En plus d’avoir investi en 2023 à hauteur de plusieurs centaines de milliers d’euros dans un système de traitement des eaux 100 % à circuit fermé, le groupe a pris la décision de faire du « vivant », un axe majeur de son développement global et stratégique. « Cela signifie qu’on oriente nos développements commerciaux et nos choix d’investissement en tenant bien compte de ce sujet ». L’entreprise a aussi adopté un mode de fonctionnement en interne et tournée vers ses collaborateurs, centrée sur « l’intelligence collective ». Une façon de faire qui inclue l’impact social et environnemental et dont le but est de prendre en compte l’ensemble des points de vue (salariés et collaborateurs) mais aussi de trouver des solutions inventives sur le développement de l’entreprise, dans un esprit de « cocréation ».
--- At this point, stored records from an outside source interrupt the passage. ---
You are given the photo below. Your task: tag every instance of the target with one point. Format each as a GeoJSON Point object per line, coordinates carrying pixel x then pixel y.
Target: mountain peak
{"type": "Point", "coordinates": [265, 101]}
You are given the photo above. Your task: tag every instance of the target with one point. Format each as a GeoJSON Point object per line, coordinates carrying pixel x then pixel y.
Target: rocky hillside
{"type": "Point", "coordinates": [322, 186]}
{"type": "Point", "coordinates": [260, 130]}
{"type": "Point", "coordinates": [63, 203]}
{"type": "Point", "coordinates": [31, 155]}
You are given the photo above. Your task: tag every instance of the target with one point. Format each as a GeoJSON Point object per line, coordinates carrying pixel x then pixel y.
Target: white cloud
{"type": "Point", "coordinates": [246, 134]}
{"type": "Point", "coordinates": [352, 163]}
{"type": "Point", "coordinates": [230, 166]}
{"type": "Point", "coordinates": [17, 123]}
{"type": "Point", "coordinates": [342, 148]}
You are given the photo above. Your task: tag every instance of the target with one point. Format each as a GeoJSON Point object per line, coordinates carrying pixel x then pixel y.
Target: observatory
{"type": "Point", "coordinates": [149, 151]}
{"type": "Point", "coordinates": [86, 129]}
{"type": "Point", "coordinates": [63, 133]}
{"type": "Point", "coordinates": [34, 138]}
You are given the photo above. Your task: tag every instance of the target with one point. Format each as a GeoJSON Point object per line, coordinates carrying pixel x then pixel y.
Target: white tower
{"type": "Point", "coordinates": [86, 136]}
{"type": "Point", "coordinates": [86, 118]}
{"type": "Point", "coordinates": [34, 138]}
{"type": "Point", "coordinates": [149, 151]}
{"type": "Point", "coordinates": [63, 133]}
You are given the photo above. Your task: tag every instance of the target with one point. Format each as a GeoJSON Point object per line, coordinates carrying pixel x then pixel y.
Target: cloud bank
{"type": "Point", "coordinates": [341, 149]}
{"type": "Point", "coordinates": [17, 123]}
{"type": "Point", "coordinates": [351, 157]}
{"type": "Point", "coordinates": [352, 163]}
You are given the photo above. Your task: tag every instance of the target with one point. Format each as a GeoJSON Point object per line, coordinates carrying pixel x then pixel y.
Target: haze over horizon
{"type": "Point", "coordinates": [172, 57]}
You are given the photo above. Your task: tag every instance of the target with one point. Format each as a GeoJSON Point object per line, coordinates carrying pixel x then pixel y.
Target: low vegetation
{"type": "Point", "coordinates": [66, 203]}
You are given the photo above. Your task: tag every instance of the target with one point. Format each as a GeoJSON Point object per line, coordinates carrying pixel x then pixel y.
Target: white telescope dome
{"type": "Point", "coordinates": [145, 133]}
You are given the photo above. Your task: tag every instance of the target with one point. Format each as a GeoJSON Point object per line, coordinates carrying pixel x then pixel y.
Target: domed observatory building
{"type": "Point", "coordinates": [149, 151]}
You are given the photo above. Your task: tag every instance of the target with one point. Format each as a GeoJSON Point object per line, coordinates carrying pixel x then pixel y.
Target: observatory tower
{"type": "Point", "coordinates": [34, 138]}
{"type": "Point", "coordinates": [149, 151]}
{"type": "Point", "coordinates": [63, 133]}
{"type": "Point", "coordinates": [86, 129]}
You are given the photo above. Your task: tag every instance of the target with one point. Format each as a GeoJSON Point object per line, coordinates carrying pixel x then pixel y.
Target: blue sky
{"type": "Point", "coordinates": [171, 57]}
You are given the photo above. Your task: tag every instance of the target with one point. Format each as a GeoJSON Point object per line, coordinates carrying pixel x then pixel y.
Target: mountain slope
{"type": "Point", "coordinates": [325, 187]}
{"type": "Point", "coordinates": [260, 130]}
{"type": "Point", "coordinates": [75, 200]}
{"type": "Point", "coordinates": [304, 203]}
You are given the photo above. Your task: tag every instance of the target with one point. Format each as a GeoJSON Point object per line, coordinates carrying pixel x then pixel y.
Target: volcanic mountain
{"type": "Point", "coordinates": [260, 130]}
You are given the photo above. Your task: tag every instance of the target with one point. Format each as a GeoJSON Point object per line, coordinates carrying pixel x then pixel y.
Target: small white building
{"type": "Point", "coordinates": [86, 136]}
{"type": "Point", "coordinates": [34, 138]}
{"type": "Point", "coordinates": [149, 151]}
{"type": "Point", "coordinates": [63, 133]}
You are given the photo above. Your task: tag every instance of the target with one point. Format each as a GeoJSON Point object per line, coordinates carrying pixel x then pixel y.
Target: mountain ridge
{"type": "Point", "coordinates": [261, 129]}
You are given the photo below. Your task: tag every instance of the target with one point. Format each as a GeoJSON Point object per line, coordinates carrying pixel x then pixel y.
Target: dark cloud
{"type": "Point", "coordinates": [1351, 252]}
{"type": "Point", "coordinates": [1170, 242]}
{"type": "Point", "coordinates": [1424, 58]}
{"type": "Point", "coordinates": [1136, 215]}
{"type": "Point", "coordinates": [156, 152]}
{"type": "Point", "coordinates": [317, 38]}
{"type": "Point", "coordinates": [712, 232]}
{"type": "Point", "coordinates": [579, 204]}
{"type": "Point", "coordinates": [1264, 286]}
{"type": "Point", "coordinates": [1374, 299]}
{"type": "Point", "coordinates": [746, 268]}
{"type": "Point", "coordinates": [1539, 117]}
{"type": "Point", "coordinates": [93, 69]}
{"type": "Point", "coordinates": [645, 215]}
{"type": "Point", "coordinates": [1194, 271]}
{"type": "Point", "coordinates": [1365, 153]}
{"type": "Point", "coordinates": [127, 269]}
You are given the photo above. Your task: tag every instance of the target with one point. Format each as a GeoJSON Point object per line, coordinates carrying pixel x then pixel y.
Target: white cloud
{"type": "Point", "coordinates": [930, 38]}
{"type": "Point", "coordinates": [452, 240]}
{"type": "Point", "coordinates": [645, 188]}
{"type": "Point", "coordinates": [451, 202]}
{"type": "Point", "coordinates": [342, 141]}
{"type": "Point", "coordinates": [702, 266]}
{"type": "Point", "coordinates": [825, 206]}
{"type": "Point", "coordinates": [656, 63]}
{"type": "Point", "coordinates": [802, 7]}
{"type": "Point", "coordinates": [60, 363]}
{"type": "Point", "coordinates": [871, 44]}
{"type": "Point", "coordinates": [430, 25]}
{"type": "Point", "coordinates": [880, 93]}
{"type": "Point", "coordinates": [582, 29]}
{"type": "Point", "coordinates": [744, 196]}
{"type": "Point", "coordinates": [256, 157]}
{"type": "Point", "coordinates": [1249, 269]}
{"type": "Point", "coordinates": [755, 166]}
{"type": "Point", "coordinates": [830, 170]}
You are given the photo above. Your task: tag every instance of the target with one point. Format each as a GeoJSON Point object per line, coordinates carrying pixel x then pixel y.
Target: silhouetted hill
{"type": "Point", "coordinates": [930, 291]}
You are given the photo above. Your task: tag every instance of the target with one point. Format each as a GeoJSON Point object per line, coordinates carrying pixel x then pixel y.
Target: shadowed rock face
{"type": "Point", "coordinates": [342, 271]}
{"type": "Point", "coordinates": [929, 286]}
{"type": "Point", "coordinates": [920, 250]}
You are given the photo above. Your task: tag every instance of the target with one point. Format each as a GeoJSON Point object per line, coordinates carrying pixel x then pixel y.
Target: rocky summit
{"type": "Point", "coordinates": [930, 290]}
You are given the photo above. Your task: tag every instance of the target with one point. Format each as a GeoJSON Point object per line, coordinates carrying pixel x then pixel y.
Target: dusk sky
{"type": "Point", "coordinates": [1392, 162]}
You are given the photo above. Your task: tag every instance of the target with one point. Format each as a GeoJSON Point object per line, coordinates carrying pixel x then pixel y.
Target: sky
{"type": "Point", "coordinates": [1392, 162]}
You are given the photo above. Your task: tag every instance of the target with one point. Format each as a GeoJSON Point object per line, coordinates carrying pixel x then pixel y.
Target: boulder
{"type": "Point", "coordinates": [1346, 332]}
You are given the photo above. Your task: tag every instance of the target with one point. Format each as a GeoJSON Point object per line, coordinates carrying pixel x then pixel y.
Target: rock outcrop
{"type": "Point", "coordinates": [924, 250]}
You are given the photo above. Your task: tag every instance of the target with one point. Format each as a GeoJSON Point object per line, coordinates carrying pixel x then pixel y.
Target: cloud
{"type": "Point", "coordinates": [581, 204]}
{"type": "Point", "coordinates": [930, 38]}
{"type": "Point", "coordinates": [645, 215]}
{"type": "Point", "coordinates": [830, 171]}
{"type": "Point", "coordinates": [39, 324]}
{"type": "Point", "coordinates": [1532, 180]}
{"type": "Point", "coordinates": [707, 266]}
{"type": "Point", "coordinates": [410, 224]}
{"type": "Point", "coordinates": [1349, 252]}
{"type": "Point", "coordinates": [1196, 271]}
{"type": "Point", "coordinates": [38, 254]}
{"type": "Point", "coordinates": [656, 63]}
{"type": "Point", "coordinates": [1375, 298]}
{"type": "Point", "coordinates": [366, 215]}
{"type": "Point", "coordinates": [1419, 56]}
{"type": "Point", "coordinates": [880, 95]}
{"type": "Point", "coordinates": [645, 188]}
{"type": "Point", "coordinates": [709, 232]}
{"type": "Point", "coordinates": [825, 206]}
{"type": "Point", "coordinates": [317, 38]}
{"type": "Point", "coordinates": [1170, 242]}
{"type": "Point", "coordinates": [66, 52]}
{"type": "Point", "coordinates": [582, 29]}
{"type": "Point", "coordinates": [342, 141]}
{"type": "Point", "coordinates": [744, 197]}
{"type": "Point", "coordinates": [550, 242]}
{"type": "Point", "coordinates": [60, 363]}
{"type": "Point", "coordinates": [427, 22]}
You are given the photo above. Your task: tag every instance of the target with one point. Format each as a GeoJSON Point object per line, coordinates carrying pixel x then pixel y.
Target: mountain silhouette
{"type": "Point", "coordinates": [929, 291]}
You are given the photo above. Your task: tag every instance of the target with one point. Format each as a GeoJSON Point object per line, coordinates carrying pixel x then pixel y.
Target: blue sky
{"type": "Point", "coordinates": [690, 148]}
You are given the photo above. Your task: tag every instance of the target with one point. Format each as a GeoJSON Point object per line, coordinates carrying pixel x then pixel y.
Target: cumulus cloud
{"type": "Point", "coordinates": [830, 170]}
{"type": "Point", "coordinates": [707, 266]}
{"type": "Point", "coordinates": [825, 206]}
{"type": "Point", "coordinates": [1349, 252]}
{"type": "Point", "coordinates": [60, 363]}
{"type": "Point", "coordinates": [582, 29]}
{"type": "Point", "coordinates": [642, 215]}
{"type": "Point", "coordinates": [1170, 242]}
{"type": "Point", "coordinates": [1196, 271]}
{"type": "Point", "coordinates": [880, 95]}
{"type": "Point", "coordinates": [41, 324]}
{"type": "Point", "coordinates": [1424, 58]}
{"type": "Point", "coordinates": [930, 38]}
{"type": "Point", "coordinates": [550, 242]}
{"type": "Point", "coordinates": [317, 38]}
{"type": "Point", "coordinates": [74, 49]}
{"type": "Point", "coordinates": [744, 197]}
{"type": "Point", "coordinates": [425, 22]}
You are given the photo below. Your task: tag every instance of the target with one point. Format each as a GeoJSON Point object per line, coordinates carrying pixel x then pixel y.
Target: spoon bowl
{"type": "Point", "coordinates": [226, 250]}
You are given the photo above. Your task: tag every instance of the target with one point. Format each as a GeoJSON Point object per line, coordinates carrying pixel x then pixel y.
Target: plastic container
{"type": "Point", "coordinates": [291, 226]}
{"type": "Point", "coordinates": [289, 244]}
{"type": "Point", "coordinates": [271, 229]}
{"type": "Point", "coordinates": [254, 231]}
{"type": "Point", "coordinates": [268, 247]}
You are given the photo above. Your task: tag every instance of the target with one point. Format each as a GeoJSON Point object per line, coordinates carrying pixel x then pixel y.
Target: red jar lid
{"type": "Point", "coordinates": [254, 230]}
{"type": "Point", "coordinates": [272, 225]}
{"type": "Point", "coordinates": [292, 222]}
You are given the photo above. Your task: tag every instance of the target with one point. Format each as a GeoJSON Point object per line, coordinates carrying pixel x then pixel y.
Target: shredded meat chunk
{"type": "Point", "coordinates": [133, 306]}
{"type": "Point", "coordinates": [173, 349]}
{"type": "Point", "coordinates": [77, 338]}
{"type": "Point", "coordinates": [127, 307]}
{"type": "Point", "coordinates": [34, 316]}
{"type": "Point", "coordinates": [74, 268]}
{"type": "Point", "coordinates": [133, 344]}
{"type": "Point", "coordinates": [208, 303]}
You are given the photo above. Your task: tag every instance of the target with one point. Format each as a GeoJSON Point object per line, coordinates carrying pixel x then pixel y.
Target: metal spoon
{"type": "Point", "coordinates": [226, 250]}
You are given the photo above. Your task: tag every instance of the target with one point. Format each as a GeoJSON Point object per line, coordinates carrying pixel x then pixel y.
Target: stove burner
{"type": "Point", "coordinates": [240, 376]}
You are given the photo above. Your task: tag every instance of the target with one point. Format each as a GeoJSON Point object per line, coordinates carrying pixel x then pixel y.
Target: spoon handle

Un ancrage territorial fort avec « Territoire d’industrie »

Malgré deux filiales implantées à l’étranger, notamment en Tunisie et en Roumanie (la part de CA en exportation représente 30%) Augé Microtechnic Group a fait du maintien des compétences locales sur le territoire hexagonal, une priorité. « Depuis 90 ans, on a choisi de conserver les compétences locales et de les développer chez nous même dans le cas où financièrement, ce n’était pas une bonne idée », fait savoir la dirigeante. Elle met aussi en exergue le fait que le groupe fabrique prioritairement leurs outils et moules en France et non pas en Chine par exemple, un choix « souverain » pour Nathalie Augé.

Membre de l’équipe qui pilote le dispositif « Territoires d’industrie Alliance Luxe & Précision Doubs », deuxième volet de la démarche nationale de réindustrialisation sur le territoire français, la cheffe d’entreprise voit dans ce rôle de valorisation de l’industrie, une « occasion de participer » d’apporter sa pierre à l’édifice, comme ont pu le faire avant elles, ses prédécesseurs. « Mon grand-père et mon père étaient investis et ont participé fortement à des missions qui ont rendue puissante l’industrie à leur époque dans la région du Doubs ». C’est aussi une manière de rendre au territoire, ce qu’il apporte au groupe industriel, en termes d’infrastructures, de réseaux, de formations, d’ancrage… « Je pense qu’une industrie peut être forte sous réserve qu’elle coopère, Territoire d’industrie est une bonne occasion d’agir dans cette direction-là. On a besoin des tous petits faiseurs, des petites entreprises, celles de 4, 5,10 personnes, celles-là, elles font face aujourd’hui, à des enjeux incroyables », continue Nathalie Augé.

Réglementation des marchés, difficultés de recrutements, déficit de formation pour les filières techniques, enjeux climatiques… Une voie que le groupe industriel aimerait continuer à développer et à améliorer.